Post-Fordism, Globalization, and the Anticapitalist Backlash

While the phenomenon arguably has much deeper chronological roots, the term globalization is commonly invoked to explain the changes that have affected the world's economic geography in the past two or three decades. A startling revolution in all forms of communication has undeniably made the world a much more accessible place. Markets have become truly internationalized and finance now moves across the world in an unfettered way. Speculative trading in 'futures' has become a significant feature of finance capitalism. There has been a rise to prominence of transnational corporations (TNCs), which are vast commercial conglomerates, whose immense commercial strength has severely diminished the power of individual states to regulate their own economies. With their vast wealth and growing political potency, TNCs – usually headquartered in the great cities of the traditional core countries – freely switch their activities and investments from one country to another as economic circumstances demand. Much industrial production has been relocated to the Third World where TNCs seek the benefits of lower costs, cheap labor, and fewer restrictions. The exploitation of workers in ThirdWorld countries producing goods for TNCs in poor factory conditions for very low wages may be seen as the latest manifestation of the spatial division of labor. For the West, the corollary of these processes has been the painful experience of deindustrialization and a rapid shift into the services sector and the so called sunrise industries.

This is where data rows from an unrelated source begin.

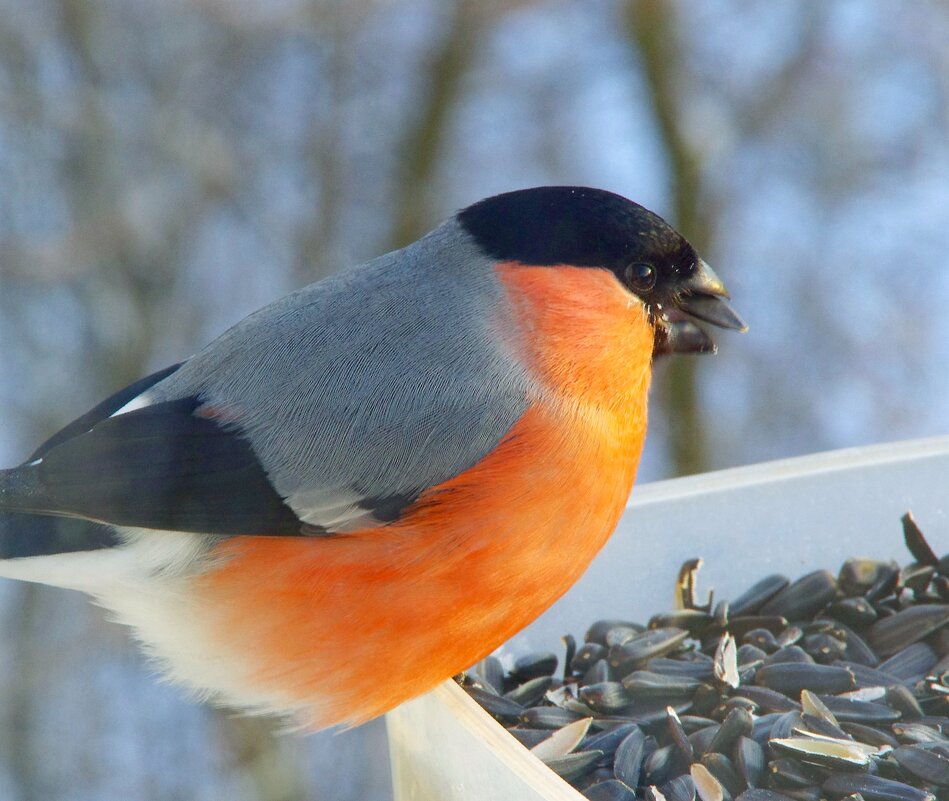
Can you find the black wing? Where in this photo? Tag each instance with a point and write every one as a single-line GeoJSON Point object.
{"type": "Point", "coordinates": [162, 466]}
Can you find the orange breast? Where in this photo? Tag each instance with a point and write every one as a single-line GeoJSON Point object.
{"type": "Point", "coordinates": [349, 626]}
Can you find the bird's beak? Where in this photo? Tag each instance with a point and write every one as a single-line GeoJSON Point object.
{"type": "Point", "coordinates": [703, 297]}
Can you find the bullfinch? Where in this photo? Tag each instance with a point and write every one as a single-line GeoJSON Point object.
{"type": "Point", "coordinates": [367, 486]}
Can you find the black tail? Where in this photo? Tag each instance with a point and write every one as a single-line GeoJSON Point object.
{"type": "Point", "coordinates": [20, 490]}
{"type": "Point", "coordinates": [26, 531]}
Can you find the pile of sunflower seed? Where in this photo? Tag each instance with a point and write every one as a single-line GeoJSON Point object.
{"type": "Point", "coordinates": [828, 687]}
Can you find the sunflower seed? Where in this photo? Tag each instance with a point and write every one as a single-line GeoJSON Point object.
{"type": "Point", "coordinates": [901, 699]}
{"type": "Point", "coordinates": [570, 647]}
{"type": "Point", "coordinates": [704, 784]}
{"type": "Point", "coordinates": [930, 767]}
{"type": "Point", "coordinates": [916, 542]}
{"type": "Point", "coordinates": [681, 788]}
{"type": "Point", "coordinates": [858, 576]}
{"type": "Point", "coordinates": [825, 648]}
{"type": "Point", "coordinates": [762, 639]}
{"type": "Point", "coordinates": [646, 645]}
{"type": "Point", "coordinates": [530, 737]}
{"type": "Point", "coordinates": [916, 733]}
{"type": "Point", "coordinates": [702, 739]}
{"type": "Point", "coordinates": [740, 626]}
{"type": "Point", "coordinates": [645, 684]}
{"type": "Point", "coordinates": [874, 788]}
{"type": "Point", "coordinates": [853, 611]}
{"type": "Point", "coordinates": [695, 621]}
{"type": "Point", "coordinates": [789, 636]}
{"type": "Point", "coordinates": [530, 692]}
{"type": "Point", "coordinates": [789, 653]}
{"type": "Point", "coordinates": [586, 656]}
{"type": "Point", "coordinates": [756, 596]}
{"type": "Point", "coordinates": [894, 633]}
{"type": "Point", "coordinates": [698, 669]}
{"type": "Point", "coordinates": [918, 579]}
{"type": "Point", "coordinates": [490, 672]}
{"type": "Point", "coordinates": [841, 754]}
{"type": "Point", "coordinates": [530, 666]}
{"type": "Point", "coordinates": [846, 709]}
{"type": "Point", "coordinates": [911, 663]}
{"type": "Point", "coordinates": [786, 724]}
{"type": "Point", "coordinates": [767, 700]}
{"type": "Point", "coordinates": [573, 766]}
{"type": "Point", "coordinates": [562, 741]}
{"type": "Point", "coordinates": [547, 717]}
{"type": "Point", "coordinates": [605, 697]}
{"type": "Point", "coordinates": [685, 596]}
{"type": "Point", "coordinates": [661, 765]}
{"type": "Point", "coordinates": [750, 761]}
{"type": "Point", "coordinates": [600, 671]}
{"type": "Point", "coordinates": [629, 758]}
{"type": "Point", "coordinates": [791, 774]}
{"type": "Point", "coordinates": [597, 632]}
{"type": "Point", "coordinates": [495, 704]}
{"type": "Point", "coordinates": [869, 735]}
{"type": "Point", "coordinates": [610, 790]}
{"type": "Point", "coordinates": [620, 635]}
{"type": "Point", "coordinates": [804, 597]}
{"type": "Point", "coordinates": [791, 678]}
{"type": "Point", "coordinates": [726, 661]}
{"type": "Point", "coordinates": [750, 655]}
{"type": "Point", "coordinates": [739, 723]}
{"type": "Point", "coordinates": [723, 769]}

The increasing power and sophistication of computing and information technologies have further aided and intensified the development of more flexible production, capable as never before of responding swiftly to changing market demands and fashions. Thus those divisions of labor that once energized the factories and mills of the industrial revolution now occur in new forms on an international scale whereby the bespoke component elements of a product are often manufactured in plants spread across several continents. The rigid, standardized concept of manufacture where uniform products spilled with regularity in great quantity from the Fordist production lines of the past has given way to flexible, market led approaches that, perhaps inevitably, have come to be known as post Fordist.

Conclusion

Globalized capitalism is an ongoing phenomenon. The social changes that it has wrought across the world have already proved to be seismic in their power. In the years after World War II, Western capitalist democracies experienced an economic revival and a commercial boom; new state sponsored welfare systems provided an unprecedented level of security; average standards of living soared to new heights. The benefits of mass production and consumerism were reflected in massively rising car ownership, house purchase and the building of suburbs, international travel, and the purchase of an endless array of consumer goods. But, in the post Fordist era, the uncertainties caused by de industrialization, unemployment, and social inequalities have multiplied. Some commentators, noting the growing vociferousness in the past few years of anticapitalist protesters, have coined another term that rivals post Fordism: we are now, they argue, in an era of disorganized capitalism. While it is hard to foresee with clarity the human geographies that will be created as a result of this phase of disorganized capitalism, we can nonetheless be certain that they will be no less fascinating for human geographers than all those engendered during previous iterations of this most remarkable socioeconomic system.